JOHANNESBURG – South African track phenom Caster Semenya on Thursday revealed that her legal challenge to the IAAF’s controversial female eligibility rule was partly to ‘piss off’ the global athletics body.
In a frank conversation with radio presenter Redi Tlhabi at the Discovery Leadership Summit in Sandton, Semenya said her stand was about challenging authority.
“To be honest this is not about me, I’ve achieved everything I want to achieve in life…I was sitting at home thinking I can’t let this thing go on; what about the next generation, it is killing them,” Semenya said. “What about those young girls who still want to run who are in the same situation as I am?

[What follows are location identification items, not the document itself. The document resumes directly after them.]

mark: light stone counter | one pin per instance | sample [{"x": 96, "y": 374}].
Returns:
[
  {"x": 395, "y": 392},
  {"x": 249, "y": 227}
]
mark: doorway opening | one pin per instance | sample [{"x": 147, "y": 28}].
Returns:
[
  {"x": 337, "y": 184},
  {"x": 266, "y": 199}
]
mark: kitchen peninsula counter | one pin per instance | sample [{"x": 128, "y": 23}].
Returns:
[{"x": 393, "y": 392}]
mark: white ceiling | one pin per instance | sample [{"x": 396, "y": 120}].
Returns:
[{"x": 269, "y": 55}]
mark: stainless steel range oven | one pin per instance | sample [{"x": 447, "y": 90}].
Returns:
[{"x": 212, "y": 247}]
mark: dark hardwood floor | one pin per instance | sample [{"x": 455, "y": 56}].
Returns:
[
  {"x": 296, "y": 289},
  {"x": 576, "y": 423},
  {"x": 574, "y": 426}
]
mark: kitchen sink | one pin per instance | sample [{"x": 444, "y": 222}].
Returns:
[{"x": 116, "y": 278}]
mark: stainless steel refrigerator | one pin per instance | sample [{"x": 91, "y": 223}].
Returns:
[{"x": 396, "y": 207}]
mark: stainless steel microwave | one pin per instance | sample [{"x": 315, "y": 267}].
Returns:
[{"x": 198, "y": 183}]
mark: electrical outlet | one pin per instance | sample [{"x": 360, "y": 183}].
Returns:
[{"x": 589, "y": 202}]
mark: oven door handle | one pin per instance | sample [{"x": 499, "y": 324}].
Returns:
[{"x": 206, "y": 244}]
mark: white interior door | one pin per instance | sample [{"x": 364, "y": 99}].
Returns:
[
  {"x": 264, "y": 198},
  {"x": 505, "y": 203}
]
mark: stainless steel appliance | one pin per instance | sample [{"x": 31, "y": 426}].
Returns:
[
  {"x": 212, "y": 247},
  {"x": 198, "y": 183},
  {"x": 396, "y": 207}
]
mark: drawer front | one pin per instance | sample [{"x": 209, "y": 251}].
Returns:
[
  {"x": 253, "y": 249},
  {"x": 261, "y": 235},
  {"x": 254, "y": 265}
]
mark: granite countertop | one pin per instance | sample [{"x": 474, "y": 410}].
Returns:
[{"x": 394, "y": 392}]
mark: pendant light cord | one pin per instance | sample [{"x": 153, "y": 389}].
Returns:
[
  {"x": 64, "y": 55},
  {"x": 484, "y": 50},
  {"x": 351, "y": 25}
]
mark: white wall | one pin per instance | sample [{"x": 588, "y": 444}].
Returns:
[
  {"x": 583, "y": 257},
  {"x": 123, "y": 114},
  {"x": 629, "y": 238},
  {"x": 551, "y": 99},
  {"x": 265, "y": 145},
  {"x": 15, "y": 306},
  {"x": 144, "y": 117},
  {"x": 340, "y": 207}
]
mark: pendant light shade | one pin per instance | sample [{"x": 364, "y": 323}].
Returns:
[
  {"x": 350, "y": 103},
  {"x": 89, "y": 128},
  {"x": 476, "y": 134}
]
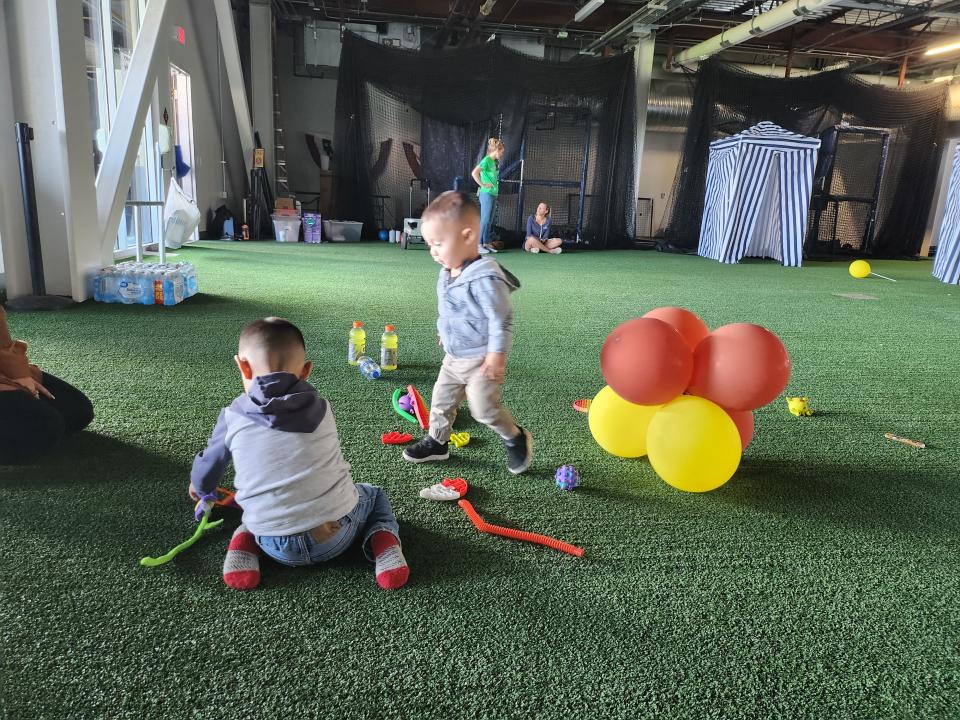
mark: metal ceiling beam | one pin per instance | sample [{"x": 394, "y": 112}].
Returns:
[
  {"x": 650, "y": 15},
  {"x": 783, "y": 16}
]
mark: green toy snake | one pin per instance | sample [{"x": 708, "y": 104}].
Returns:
[{"x": 204, "y": 526}]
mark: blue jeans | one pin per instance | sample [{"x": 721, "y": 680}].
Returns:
[
  {"x": 371, "y": 515},
  {"x": 487, "y": 203}
]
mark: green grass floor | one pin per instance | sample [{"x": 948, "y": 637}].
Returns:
[{"x": 821, "y": 582}]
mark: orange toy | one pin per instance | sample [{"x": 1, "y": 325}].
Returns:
[
  {"x": 225, "y": 498},
  {"x": 482, "y": 526}
]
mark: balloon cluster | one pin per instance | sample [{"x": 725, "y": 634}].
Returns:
[{"x": 684, "y": 396}]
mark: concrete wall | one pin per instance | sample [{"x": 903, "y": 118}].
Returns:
[
  {"x": 48, "y": 92},
  {"x": 34, "y": 101},
  {"x": 199, "y": 57},
  {"x": 307, "y": 105},
  {"x": 661, "y": 157}
]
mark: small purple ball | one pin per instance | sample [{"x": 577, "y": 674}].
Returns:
[{"x": 567, "y": 477}]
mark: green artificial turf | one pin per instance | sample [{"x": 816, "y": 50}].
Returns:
[{"x": 821, "y": 582}]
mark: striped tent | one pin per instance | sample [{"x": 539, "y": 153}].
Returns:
[
  {"x": 946, "y": 266},
  {"x": 758, "y": 193}
]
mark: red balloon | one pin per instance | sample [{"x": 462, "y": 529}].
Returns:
[
  {"x": 646, "y": 361},
  {"x": 691, "y": 328},
  {"x": 743, "y": 419},
  {"x": 740, "y": 367}
]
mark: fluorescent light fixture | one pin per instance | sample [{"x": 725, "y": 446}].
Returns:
[
  {"x": 587, "y": 10},
  {"x": 940, "y": 49}
]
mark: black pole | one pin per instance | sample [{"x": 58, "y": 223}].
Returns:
[
  {"x": 28, "y": 189},
  {"x": 39, "y": 300}
]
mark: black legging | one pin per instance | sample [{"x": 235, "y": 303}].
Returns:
[{"x": 31, "y": 427}]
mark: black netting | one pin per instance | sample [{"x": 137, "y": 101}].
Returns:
[
  {"x": 403, "y": 115},
  {"x": 727, "y": 100}
]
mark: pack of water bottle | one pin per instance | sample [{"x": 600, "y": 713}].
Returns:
[{"x": 139, "y": 283}]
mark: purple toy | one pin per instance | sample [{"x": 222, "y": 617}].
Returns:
[{"x": 567, "y": 477}]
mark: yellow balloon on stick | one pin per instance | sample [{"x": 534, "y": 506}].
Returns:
[
  {"x": 693, "y": 444},
  {"x": 620, "y": 426}
]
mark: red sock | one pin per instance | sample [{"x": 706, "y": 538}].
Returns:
[
  {"x": 241, "y": 568},
  {"x": 391, "y": 567}
]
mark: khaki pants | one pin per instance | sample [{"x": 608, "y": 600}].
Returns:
[{"x": 459, "y": 378}]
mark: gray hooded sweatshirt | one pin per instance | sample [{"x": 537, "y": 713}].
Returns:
[
  {"x": 290, "y": 473},
  {"x": 474, "y": 311}
]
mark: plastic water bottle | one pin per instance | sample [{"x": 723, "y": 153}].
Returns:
[
  {"x": 368, "y": 367},
  {"x": 357, "y": 345},
  {"x": 389, "y": 344}
]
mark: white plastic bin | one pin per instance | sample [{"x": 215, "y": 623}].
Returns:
[
  {"x": 342, "y": 230},
  {"x": 286, "y": 228}
]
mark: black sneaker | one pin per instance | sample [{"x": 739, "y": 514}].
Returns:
[
  {"x": 427, "y": 450},
  {"x": 519, "y": 452}
]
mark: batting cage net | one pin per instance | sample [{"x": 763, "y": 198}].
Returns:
[
  {"x": 425, "y": 116},
  {"x": 727, "y": 100}
]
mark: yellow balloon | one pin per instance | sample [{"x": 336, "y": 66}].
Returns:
[
  {"x": 860, "y": 269},
  {"x": 693, "y": 444},
  {"x": 620, "y": 426}
]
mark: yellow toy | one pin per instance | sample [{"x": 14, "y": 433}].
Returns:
[
  {"x": 799, "y": 407},
  {"x": 458, "y": 440}
]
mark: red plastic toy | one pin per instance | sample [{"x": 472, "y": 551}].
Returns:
[
  {"x": 458, "y": 484},
  {"x": 582, "y": 405},
  {"x": 486, "y": 527}
]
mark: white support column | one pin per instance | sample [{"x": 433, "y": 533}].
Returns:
[
  {"x": 643, "y": 71},
  {"x": 73, "y": 120},
  {"x": 12, "y": 233},
  {"x": 261, "y": 76},
  {"x": 238, "y": 88},
  {"x": 116, "y": 169},
  {"x": 938, "y": 206}
]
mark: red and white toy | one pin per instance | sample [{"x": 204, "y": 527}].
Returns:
[{"x": 448, "y": 490}]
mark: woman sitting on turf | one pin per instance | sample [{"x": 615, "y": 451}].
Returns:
[
  {"x": 538, "y": 233},
  {"x": 36, "y": 409}
]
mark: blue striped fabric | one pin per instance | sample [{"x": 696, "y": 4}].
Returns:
[
  {"x": 946, "y": 266},
  {"x": 758, "y": 193}
]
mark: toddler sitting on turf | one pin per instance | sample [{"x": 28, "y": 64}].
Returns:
[
  {"x": 300, "y": 504},
  {"x": 476, "y": 330}
]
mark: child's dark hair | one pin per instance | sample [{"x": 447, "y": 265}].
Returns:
[
  {"x": 275, "y": 337},
  {"x": 452, "y": 205}
]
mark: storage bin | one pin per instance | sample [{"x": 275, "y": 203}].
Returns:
[{"x": 286, "y": 228}]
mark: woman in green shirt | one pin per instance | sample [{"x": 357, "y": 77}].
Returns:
[{"x": 487, "y": 175}]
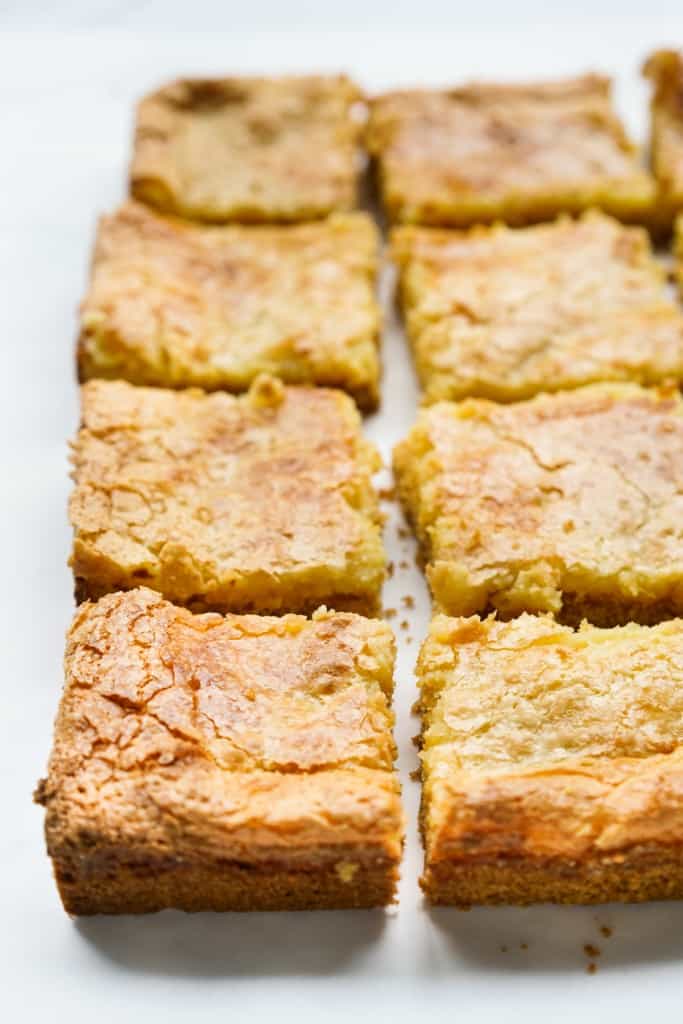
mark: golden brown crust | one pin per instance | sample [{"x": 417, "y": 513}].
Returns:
[
  {"x": 514, "y": 153},
  {"x": 567, "y": 503},
  {"x": 261, "y": 503},
  {"x": 503, "y": 313},
  {"x": 185, "y": 743},
  {"x": 249, "y": 148},
  {"x": 175, "y": 304},
  {"x": 550, "y": 755},
  {"x": 665, "y": 70}
]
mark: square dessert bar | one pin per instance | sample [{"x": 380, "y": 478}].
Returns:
[
  {"x": 504, "y": 313},
  {"x": 552, "y": 762},
  {"x": 569, "y": 503},
  {"x": 259, "y": 503},
  {"x": 204, "y": 763},
  {"x": 175, "y": 304},
  {"x": 665, "y": 70},
  {"x": 513, "y": 153},
  {"x": 249, "y": 148}
]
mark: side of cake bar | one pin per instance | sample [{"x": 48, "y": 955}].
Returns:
[
  {"x": 249, "y": 148},
  {"x": 514, "y": 153},
  {"x": 504, "y": 313},
  {"x": 569, "y": 503},
  {"x": 175, "y": 304},
  {"x": 552, "y": 762},
  {"x": 258, "y": 503},
  {"x": 205, "y": 763}
]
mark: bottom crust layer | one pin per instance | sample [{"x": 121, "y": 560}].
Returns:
[
  {"x": 227, "y": 887},
  {"x": 635, "y": 877}
]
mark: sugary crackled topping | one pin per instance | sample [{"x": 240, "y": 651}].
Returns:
[
  {"x": 590, "y": 481},
  {"x": 249, "y": 146},
  {"x": 665, "y": 69},
  {"x": 152, "y": 685},
  {"x": 511, "y": 695},
  {"x": 176, "y": 302},
  {"x": 503, "y": 313},
  {"x": 274, "y": 480},
  {"x": 541, "y": 278},
  {"x": 497, "y": 140}
]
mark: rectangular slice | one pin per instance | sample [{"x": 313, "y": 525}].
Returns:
[
  {"x": 504, "y": 313},
  {"x": 552, "y": 762},
  {"x": 513, "y": 153},
  {"x": 259, "y": 503},
  {"x": 249, "y": 148},
  {"x": 570, "y": 503},
  {"x": 174, "y": 304},
  {"x": 204, "y": 763},
  {"x": 665, "y": 70}
]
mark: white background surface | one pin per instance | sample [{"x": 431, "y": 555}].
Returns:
[{"x": 69, "y": 75}]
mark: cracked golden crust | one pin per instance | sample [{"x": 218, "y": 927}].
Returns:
[
  {"x": 191, "y": 744},
  {"x": 552, "y": 761},
  {"x": 514, "y": 153},
  {"x": 504, "y": 313},
  {"x": 568, "y": 503},
  {"x": 249, "y": 148},
  {"x": 175, "y": 304},
  {"x": 665, "y": 70},
  {"x": 259, "y": 503}
]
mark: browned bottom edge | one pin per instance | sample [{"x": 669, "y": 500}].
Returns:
[
  {"x": 634, "y": 877},
  {"x": 225, "y": 887},
  {"x": 370, "y": 606}
]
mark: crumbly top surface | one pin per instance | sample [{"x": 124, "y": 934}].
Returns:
[
  {"x": 541, "y": 278},
  {"x": 665, "y": 70},
  {"x": 544, "y": 742},
  {"x": 498, "y": 140},
  {"x": 175, "y": 302},
  {"x": 254, "y": 148},
  {"x": 528, "y": 692},
  {"x": 273, "y": 481},
  {"x": 503, "y": 313},
  {"x": 588, "y": 483},
  {"x": 242, "y": 732}
]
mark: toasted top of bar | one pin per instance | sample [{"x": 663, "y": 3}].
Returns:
[
  {"x": 543, "y": 278},
  {"x": 201, "y": 495},
  {"x": 504, "y": 313},
  {"x": 503, "y": 144},
  {"x": 541, "y": 741},
  {"x": 580, "y": 491},
  {"x": 239, "y": 735},
  {"x": 501, "y": 695},
  {"x": 665, "y": 70},
  {"x": 175, "y": 303},
  {"x": 248, "y": 148}
]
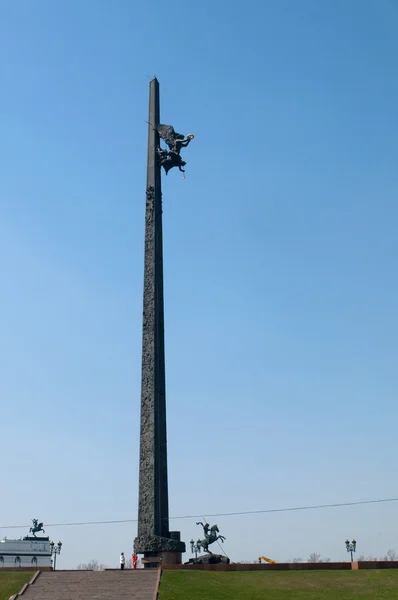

“Someone needs to do something about it, so I told my team we need to fight this thing, enough is enough.
“I just wanted to piss them off a bit, sorry it is just the way I am. I want to show them that what they are doing does not make sense.”
The regulations are limited to athletes who compete in events ranging from the 400m to the mile which was coincidentally Semenya’s best distances.
The IAAF introduced the policy in April and would attempt to regulate women who naturally produce testosterone levels above five nanomoles per litre of blood.
The parties agreed to stay the implementation of the regulations pending the outcome of the proceedings in front of the Court of Arbitration for Sport (CAS) which is set for February 2019 with the IAAF expecting a decision by March.
“Once you start classifying women, it is a problem, if you want to classify those in the 400m, 800m, and 1500m, I say okay, then I will move to sprints and see what you can do about it,” Semenya said.
“I will then confuse you again and move back to the middle distances.”